2012-10-24 08:41 Global Times     Web Editor: Wang Fan comment

China remains irreconcilable over its stance on the Diaoyu Islands sovereignty issue, Vice Premier Li Keqiang Tuesday told a visiting delegation of US diplomacy and national security heavyweights, which reportedly came to mediate worsening Sino-Japanese ties.

Li met with White House Assistant for National Security Affairs Stephen Hadley, former Deputy Secretary of State James Steinberg and former Assistant Secretary of Defense Joseph Nye, according to Xinhua.

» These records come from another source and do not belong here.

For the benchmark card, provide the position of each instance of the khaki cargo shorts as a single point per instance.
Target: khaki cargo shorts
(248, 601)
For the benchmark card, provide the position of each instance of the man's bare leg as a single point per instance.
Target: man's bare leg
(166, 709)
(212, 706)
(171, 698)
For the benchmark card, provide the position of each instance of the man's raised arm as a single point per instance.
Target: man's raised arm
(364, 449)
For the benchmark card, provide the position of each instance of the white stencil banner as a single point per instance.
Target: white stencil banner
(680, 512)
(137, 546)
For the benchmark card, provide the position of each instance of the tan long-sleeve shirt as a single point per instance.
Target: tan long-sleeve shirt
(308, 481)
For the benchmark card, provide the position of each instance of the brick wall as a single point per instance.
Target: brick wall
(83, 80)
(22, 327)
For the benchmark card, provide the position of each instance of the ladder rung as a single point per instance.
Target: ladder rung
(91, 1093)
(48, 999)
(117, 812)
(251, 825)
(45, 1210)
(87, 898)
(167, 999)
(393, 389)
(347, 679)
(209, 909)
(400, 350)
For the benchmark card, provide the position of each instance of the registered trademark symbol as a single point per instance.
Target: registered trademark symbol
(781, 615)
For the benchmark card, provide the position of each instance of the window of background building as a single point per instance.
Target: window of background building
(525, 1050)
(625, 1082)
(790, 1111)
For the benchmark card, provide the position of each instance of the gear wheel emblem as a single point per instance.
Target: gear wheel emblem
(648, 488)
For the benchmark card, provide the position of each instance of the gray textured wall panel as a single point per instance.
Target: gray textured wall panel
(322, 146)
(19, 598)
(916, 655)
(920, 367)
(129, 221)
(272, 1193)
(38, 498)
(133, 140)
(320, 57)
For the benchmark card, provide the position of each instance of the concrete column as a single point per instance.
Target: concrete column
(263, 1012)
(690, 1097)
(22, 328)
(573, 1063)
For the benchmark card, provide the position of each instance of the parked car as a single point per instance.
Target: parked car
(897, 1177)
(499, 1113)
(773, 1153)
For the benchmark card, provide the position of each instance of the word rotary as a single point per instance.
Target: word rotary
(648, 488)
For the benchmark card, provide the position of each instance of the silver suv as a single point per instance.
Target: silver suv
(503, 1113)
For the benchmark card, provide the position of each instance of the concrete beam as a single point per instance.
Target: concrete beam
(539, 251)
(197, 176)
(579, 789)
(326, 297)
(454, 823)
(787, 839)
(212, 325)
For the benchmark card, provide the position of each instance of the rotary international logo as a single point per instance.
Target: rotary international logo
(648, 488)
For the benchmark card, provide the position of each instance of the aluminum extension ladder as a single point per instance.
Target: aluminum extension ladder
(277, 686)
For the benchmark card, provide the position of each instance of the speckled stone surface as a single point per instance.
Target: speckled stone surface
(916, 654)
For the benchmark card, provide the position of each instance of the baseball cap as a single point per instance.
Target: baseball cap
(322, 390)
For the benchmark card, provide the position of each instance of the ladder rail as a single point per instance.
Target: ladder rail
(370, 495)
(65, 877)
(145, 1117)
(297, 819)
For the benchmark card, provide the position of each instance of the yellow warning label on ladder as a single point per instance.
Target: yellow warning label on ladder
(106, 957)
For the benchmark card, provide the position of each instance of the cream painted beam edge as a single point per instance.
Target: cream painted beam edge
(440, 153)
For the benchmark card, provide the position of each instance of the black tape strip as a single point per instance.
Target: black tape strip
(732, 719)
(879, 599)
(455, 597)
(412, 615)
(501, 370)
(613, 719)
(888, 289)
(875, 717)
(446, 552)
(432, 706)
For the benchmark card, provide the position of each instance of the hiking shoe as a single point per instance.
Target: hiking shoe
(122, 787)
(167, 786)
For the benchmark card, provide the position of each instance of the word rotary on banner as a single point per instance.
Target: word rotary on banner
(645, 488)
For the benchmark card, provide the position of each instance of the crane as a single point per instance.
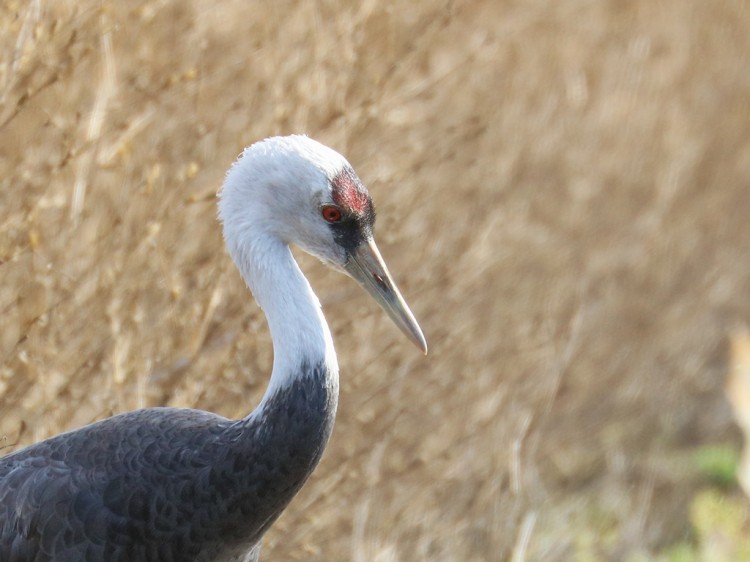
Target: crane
(170, 484)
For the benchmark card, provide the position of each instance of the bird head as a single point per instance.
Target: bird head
(300, 192)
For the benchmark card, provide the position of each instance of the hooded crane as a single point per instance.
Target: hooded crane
(168, 484)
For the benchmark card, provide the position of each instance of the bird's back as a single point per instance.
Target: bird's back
(164, 484)
(139, 486)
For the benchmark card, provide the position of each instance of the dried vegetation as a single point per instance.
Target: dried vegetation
(563, 197)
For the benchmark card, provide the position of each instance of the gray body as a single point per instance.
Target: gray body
(164, 484)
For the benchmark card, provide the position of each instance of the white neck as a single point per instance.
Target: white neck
(300, 334)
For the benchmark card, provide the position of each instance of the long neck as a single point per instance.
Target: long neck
(301, 337)
(267, 456)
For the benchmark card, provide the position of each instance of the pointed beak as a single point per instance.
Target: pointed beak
(367, 267)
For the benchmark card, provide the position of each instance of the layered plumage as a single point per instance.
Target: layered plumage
(166, 484)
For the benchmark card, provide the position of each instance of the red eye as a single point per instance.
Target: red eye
(331, 213)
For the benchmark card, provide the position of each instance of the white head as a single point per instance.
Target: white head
(295, 190)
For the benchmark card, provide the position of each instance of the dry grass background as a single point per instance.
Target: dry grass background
(563, 197)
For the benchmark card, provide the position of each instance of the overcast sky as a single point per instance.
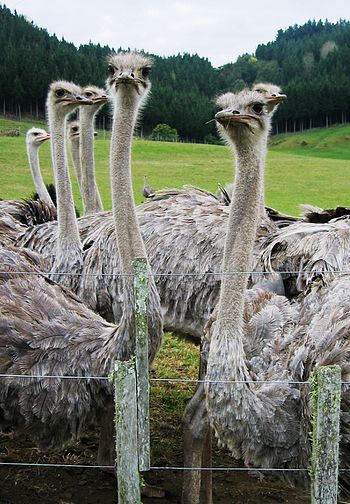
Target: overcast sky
(220, 30)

After talking about Sino-US relations, Li expressed China's "solemn stance" on the Diaoyu Islands issue, stressing that the international community should join hands in preserving the fruits of World War II and the post-war world order, Xinhua reported.

China has insisted on its sovereignty over the Diaoyu Islands, and holds that Japan has stolen the islands from China.

Chinese foreign ministry spokesman Hong Lei said on Monday that the delegation would focus on Sino-US relations.

"Hong's remarks indicated that China will not accept the mediation of the US, which has not shown any sincerity in defusing the Diaoyu Islands dispute so far," Wang Pin, a researcher on Japanese studies with the Chinese Academy of Social Sciences, told the Global Times Tuesday.

While the US is scurrying to prevent military clashes between the two Asian giants so that its own interest would not be harmed, it is also trying its best to encourage Japan to boost its defense to contain China, Wang said.

While visiting Japan on Monday, US delegation member Richard L. Armitage, the former deputy secretary of state, suggested Japan reinforce its defensive capabilities to deter Chinese provocations over the islands in a review in early October, Japan Times reported.

Meanwhile, both Japan's Ministry of Foreign Affairs and the office of Deputy Prime Minister Katsuya Okada have denied that Okada had acknowledged the existence of the dispute over the sovereignty of the Diaoyu Islands, in comments made on Hong Kong-based Phoenix Television Monday.

In the latest flare-up, Japan spotted a Chinese scientific research ship and four marine surveillance ships in waters about 20 kilometers northwest of the Diaoyu Islands, ribenxinwen.com quoted the Japan Coast Guard as saying.